Mais lady Morgan, qui va d’une vitrine à l’autre, promenant parmi les débris des temps sa tête vive et brune, pousse un cri. Elle a vu, pendu au mur, le masque en plâtre de Robespierre.

— Le monstre ! s’écrie- t-elle.

Le bon baron n’a pas de ces haines aveugles. Pour lui, Robespierre fut un maître qu’il a conquis comme les deux autres, Louis XV et Napoléon. Il conte à la belle indignée comment il s’est rencontré une nuit avec le dictateur. Il était chargé de dessiner des costumes. On lui manda de se présenter, pour cet effet, devant le comité qui s’assemblait aux Tuileries à deux heures du matin.
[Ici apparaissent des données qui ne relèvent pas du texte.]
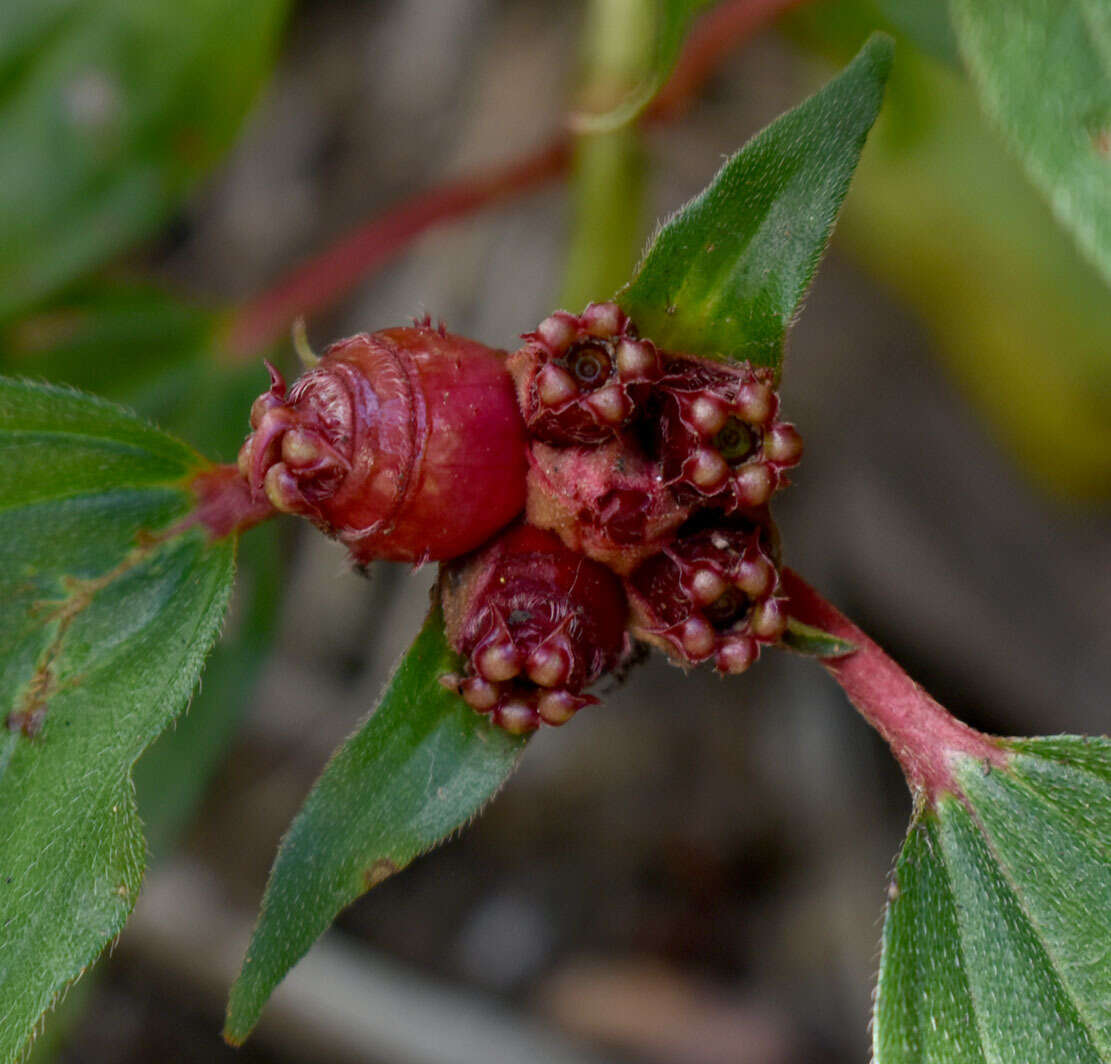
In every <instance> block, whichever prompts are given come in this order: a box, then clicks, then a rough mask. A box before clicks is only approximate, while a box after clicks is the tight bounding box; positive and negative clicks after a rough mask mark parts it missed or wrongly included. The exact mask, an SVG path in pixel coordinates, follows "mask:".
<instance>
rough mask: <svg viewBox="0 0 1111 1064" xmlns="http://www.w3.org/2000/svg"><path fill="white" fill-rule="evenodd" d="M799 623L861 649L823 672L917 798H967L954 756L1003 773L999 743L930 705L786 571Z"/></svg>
mask: <svg viewBox="0 0 1111 1064" xmlns="http://www.w3.org/2000/svg"><path fill="white" fill-rule="evenodd" d="M783 588H784V590H785V591H787V593H788V596H789V598H790V600H791V616H793V618H794V619H797V620H799V621H801V622H802V623H803V624H810V625H813V626H814V628H819V629H822V630H823V631H825V632H829V633H830V634H831V635H835V636H837V638H838V639H842V640H847V641H848V642H850V643H852V644H854V645H855V646H857V650H855V651H854V652H853V653H851V654H847V655H844V656H843V658H823V659H821V663H822V665H824V666H825V670H827V672H829V673H830V675H831V676H833V679H834V680H837V682H838V683H839V684H841V687H842V689H843V691H844V693H845V694H847V695H848V696H849V701H850V702H852V704H853V705H854V706H855V707H857V709H858V710H859V711H860V713H861V715H862V716H863V717H864V720H865V721H868V723H869V724H871V725H872V727H874V729H875V730H877V731H878V732H879V733H880V734H881V735H882V736H883V739H884V740H885V741H887V743H888V745H889V746H890V747H891V752H892V753H893V754H894V755H895V757H897V759H898V761H899V763H900V764H901V765H902V770H903V773H904V774H905V776H907V782H908V783H909V784H910V787H911V791H913V792H914V793H915V794H923V795H924V796H925V797H928V799H930V800H932V799H933V797H935V796H937V795H938V794H940V793H942V792H951V793H959V790H960V789H959V787H958V785H957V781H955V779H954V776H953V772H952V760H953V757H954V755H958V754H967V755H970V756H972V757H977V759H979V760H981V761H983V762H984V763H987V764H989V765H992V766H995V767H1002V766H1003V765H1005V763H1007V754H1005V752H1004V751H1003V750H1002V749H1001V747H1000V745H999V744H998V742H997V741H995V740H993V739H991V737H989V736H987V735H984V734H982V733H981V732H978V731H975V730H974V729H971V727H969V726H968V725H967V724H962V723H961V722H960V721H958V720H957V719H955V717H954V716H953V715H952V714H951V713H949V711H948V710H947V709H945V707H944V706H942V705H940V704H939V703H938V702H935V701H934V700H933V699H931V697H930V695H928V694H927V693H925V692H924V691H923V690H922V689H921V687H920V686H919V685H918V684H917V683H914V681H913V680H911V679H910V676H908V675H907V673H904V672H903V671H902V669H900V667H899V665H898V664H895V662H893V661H892V660H891V659H890V658H889V656H888V655H887V654H885V653H883V651H882V650H881V649H880V648H879V646H878V645H877V644H875V643H874V642H872V640H870V639H869V638H868V636H867V635H865V634H864V633H863V632H862V631H861V630H860V629H859V628H857V625H855V624H853V623H852V621H850V620H849V619H848V618H847V616H845V615H844V614H843V613H841V612H840V611H839V610H838V609H837V608H835V606H833V605H832V604H831V603H829V602H827V601H825V600H824V599H823V598H822V596H821V595H820V594H819V593H818V592H817V591H814V589H813V588H811V586H810V585H809V584H808V583H807V582H805V581H804V580H803V579H802V578H801V576H800V575H799V574H798V573H795V572H794V571H793V570H790V569H785V570H783Z"/></svg>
« Je me rendis au palais à l’heure dite. Une garde armée veillait dans les antichambres à peine éclairées. Un huissier me reçut, puis s’éloigna, me laissant seul dans une salle que la lueur d’une seule lampe laissait aux trois quarts dans l’ombre. Je reconnus l’appartement de Marie-Antoinette, où, vingt ans auparavant, j’avais servi comme gentilhomme ordinaire de Louis XV. Pendant que je buvais ainsi dans la coupe amère du souvenir, une porte s’ouvrit doucement, et un homme s’avança vers le milieu du salon. Mais, apercevant un étranger, il recula brusquement : c’était Robespierre.

  1. Denon, loc. cit., t. I, pp. 149, 150. — On me pardonnera, pour la femme du roumi comme pour le pied de momie, d’avoir mis dans la bouche de Denon, ce qu’en réalité j’ai trouvé dans sa relation.